Uber : l’application a tenté de jouer au plus malin avec Apple [MAJ]

Business : Le New York Times retrace les tactiques parfois “borderlines” adoptées par Uber au cours des dernières années. On y apprend notamment que l’application traquait les utilisateurs d’iPhone, et ce même après sa suppression du téléphone.

Article mis à jour à 17h

Uber fait à nouveau face aux critiques. Le New York Times a en effet publié une enquête sur les pratiques de son dirigeant, Travis Kalanick. Celui-ci est en effet parvenu à développer l’une des applications les plus populaires, mais n’a pas toujours joué selon les règles du jeu. On apprend ainsi dans l’article du New York Times que l’application Uber aurait pisté spécifiquement ses utilisateurs munis d’un iPhone, allant même jusqu’à continuer de les traquer une fois que ceux-ci ont supprimé l’application de leur téléphone.

Uber : l’application a tenté de jouer au plus malin avec Apple [MAJ] - 2017 - 2018 

L’application avait recours à la technique du fingerprinting, une technique qui consiste à établir le profil précis de l’appareil de l’utilisateur afin de pouvoir l’identifier par la suite, sans nécessiter de déposer un cookie ou de disposer d’un logiciel installé sur le téléphone. Cette pratique était utilisée par Uber pour lutter contre la fraude : certains conducteurs multipliaient ainsi les iPhones rachetés d’occasion afin de pouvoir disposer de plusieurs comptes sur la plateforme et d’avoir accès à un plus grand nombre de courses ou de contourner les restrictions d’Uber.

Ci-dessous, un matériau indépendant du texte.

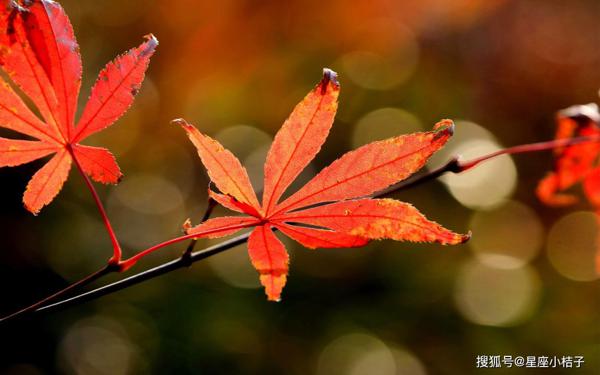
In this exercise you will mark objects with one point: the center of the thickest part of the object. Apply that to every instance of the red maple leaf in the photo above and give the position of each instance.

Cette technique de fingerprinting a été mise en place à partir de 2014 par Uber selon TechCrunch. À cette époque, Uber avait en effet durci les règles liées au tracking des utilisateurs à cette époque. Si autrefois, les applications pouvaient avoir recours à l’Universal Device Identifier pour identifier les appareils, Apple a choisi à cette époque-là de revenir sur cette politique et de recommander des techniques moins intrusives pour les applications qui souhaitaient pister le comportement des utilisateurs.

Uber ne pistait pas exactement le comportement des utilisateurs une fois l’application désinstallée, mais était néanmoins en mesure d’identifier qu’une application avait été désinstallée puis réinstallée sur un même appareil. Une technique bannie à l’époque par les règlements mis en place par Apple sur sa plateforme.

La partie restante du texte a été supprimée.